The main objective of the exhibition «Menys rares» (Less rare) is to promote public awareness of rare diseases and disseminate the effort made by different research groups. The University of Barcelona (UB) participates in the exhibition organised by the Catalan Association for Science Communication (ACCC) and sponsored by the Centre for Biomedical Network Research on Rare Diseases (CIBERER) and the National Centre for Genome Analysis (CNAG), based in the Parc Científic de Barcelona. The exhibition can be visited at Sagrada Família Library in Barcelona (480, Carrer Provença) from 11 to 24 April

Most rare diseases are genetic in origin; thus, biomedical research is crucial for the development of new therapies and treatments. Professor Bru Cormand, head of the Research Group on Neurogenetics at the Department of Genetics, member of the Institute of Biomedicine of the UB (IBUB) and exhibition collaborator, affirms: “Autism, for example, has a complex genetic basis that includes mutations related to other neurological disorders”.

Virgínia Nunes, lecturer of the Department of Physiological Sciences II and researcher at the Bellvitge Biomedical Research Institute (IDIBELL), explains that “Wolfram syndrome is quite uncommon, but thanks to patient registration, research can go further”. And Ivo Gut, from de National Centre for Genome Analysis (CNAG), headquartered at the Barcelona Science Park, emphasizes that “massive sequencing has revolutionized the research on rare diseases”.
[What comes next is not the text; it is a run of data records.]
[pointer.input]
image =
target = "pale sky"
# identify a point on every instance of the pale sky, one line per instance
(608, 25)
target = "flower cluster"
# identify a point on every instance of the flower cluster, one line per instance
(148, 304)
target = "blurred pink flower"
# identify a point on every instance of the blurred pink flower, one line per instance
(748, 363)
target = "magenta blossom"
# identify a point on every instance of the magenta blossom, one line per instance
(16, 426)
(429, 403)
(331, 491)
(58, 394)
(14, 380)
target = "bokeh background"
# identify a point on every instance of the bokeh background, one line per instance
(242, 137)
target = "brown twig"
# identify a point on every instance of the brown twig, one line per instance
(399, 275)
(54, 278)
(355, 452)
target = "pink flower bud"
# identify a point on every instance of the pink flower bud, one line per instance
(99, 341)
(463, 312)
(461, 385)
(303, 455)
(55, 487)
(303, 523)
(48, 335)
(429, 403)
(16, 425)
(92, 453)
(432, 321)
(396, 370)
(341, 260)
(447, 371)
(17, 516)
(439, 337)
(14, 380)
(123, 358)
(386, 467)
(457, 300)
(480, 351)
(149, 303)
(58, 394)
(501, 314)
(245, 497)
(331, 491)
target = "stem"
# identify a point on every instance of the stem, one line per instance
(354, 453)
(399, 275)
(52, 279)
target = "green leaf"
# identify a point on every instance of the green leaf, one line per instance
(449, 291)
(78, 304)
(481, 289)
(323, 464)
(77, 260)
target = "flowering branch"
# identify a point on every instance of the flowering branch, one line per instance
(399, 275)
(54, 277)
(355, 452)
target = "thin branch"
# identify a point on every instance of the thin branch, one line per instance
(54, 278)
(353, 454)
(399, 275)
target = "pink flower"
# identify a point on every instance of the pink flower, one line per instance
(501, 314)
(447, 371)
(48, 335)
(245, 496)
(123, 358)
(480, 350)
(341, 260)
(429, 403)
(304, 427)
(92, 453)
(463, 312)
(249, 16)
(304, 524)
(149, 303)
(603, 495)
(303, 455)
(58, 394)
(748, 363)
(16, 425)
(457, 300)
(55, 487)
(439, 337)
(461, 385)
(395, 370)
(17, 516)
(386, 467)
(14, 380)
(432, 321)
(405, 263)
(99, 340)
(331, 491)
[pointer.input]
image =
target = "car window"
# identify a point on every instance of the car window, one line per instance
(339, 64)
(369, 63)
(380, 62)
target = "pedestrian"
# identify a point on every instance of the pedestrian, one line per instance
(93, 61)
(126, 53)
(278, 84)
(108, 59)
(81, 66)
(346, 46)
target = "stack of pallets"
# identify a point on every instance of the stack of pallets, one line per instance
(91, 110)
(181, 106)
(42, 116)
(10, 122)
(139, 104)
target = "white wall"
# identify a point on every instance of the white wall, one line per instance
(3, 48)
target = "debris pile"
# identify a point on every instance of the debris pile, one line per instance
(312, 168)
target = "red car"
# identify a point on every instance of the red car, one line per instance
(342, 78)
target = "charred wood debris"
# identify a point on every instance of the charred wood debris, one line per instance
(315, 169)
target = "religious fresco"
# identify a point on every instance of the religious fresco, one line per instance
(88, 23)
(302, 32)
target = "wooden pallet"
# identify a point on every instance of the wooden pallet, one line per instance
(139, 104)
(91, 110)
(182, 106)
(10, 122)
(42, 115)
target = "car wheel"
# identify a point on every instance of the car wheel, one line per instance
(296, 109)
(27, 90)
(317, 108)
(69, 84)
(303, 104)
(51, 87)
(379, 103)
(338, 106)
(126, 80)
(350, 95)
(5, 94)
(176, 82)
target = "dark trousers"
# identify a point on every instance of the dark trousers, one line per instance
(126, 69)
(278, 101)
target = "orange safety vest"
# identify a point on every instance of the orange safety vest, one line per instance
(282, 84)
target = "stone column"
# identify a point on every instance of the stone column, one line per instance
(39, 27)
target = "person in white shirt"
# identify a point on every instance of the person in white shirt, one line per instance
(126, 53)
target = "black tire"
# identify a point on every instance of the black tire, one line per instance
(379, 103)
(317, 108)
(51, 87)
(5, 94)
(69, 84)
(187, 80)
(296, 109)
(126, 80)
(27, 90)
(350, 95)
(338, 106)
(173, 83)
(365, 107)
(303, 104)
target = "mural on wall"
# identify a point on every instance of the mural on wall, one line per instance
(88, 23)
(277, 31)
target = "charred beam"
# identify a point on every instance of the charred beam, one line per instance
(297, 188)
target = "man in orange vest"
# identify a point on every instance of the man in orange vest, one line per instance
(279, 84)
The Spanish Government declared 2013 the Spanish Year of Rare Diseases. Now, this travelling exhibition wants to arouse the interest in the research on rare diseases conducted by different groups in Spain. Some of the experts who participate in the exhibition are: the group led by Dr Pascual Sanz at the Institute of Biomedicine of Valencia (CSIC) focused on Lafora disease; Dr Montserrat Milà from the Hospital Clínic in Barcelona, who works on fragile X syndrome, and Dr Mercedes Serrano, from CIBERER at Sant Joan de Déu Barcelona Children’s Hospital, who researches on Lowe syndrome.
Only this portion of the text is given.